En cuanto al funcionamiento y actividades de las fundaciones, se establecen los principios que deben guiar su actuación, entre los que destaca el fomento de los códigos de conducta y buenas prácticas de funcionamiento, así como la publicidad y transparencia y la imparcialidad y no discriminación en la determinación de las personas beneficiarias. En cumplimiento de estos fines, se regula detenidamente la financiación de las fundaciones, y la ley recoge que las que cuenten con una participación igual o superior al 20% de una sociedad mercantil deberán informar al protectorado en su memoria anual, dando cuenta inmediata a él cuando dicha participación sea mayoritaria. Del mismo modo, deberán informar las fundaciones al protectorado de su participación en una sociedad mercantil que supere el 50% del patrimonio neto de la fundación. Por último, se establece la obligación de las fundaciones de enajenar las participaciones en sociedades en las que se deba responder personalmente de las deudas sociales, salvo que en el plazo de un año dichas sociedades se transformen en entidades de responsabilidad limitada.

Sin duda, otra de las novedades más significativas que contiene la ley es el cierre del registro como consecuencia directa de la falta de presentación de las cuentas anuales. De este modo, el legislador se hace eco de la necesidad de establecer una medida coercitiva ante dicho incumplimiento que, sin llegar a constituir un procedimiento sancionador, pueda ser una medida efectiva para que un mayor número de fundaciones cumplan con sus obligaciones de información económico-contable, lo cual garantiza la necesaria transparencia de dichas entidades.

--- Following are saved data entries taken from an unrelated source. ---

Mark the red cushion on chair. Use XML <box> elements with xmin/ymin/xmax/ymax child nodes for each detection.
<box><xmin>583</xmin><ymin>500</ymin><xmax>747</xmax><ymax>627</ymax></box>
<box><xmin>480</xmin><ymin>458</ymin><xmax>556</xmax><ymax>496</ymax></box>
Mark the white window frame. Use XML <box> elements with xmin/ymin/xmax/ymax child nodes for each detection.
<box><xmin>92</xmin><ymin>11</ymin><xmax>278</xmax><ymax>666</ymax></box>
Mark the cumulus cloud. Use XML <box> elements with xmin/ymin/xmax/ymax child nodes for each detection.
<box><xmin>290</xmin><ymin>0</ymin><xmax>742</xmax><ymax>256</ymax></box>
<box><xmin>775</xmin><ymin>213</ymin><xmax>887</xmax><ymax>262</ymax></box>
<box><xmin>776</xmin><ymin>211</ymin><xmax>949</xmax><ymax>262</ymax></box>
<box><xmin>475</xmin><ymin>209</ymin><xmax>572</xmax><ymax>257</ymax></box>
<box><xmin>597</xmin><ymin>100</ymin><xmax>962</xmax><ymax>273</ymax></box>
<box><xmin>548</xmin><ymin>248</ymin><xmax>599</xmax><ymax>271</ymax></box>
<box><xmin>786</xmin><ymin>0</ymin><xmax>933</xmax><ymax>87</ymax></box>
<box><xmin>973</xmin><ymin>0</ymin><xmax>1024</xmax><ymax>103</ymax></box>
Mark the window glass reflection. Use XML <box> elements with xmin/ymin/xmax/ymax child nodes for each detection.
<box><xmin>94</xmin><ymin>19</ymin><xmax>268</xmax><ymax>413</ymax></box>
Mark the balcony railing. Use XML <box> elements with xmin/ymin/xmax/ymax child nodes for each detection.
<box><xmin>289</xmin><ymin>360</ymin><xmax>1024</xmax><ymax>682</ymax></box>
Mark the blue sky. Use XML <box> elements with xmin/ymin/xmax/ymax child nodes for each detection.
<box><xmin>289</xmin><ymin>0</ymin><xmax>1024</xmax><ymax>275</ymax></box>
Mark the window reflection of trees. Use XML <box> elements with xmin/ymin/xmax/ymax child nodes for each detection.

Del mismo modo, se prevé la publicación del listado de las fundaciones que hayan incumplido la obligación de presentación de las cuentas anuales ante el Registro de Fundaciones del País Vasco, así como de aquellas que las hayan presentado de forma defectuosa y no hayan subsanado lo requerido por el protectorado, con la finalidad de promover la correcta y efectiva presentación de las cuentas en el plazo establecido. Finalmente, y en aras de garantizar un mejor control, la auditoría de cuentas de las fundaciones pasa de ser obligatoria solamente para las fundaciones de «relevancia económica» a ser preceptiva en general para la gran mayoría de las fundaciones, salvo para aquellas en las que, por su reducida entidad, la ley considera que no debe ser exigible.

En lo que concierne a la modificación, fusión, escisión y extinción de las fundaciones, se incluye la posibilidad de crear por escisión de una fundación ya existente una o más fundaciones; y respecto al destino del remanente de las fundaciones constituidas por personas jurídicas públicas, tras su disolución y extinción este remanente deberá revertir a las mismas en su totalidad, o, en su caso, en proporción a su aportación realizada en el momento de la constitución o con posterioridad. La razón de dicha inclusión es la necesidad de que el patrimonio aportado por el sector público permanezca en este tras la extinción de la fundación, para la realización de actividades de interés general promovidas por dicho sector.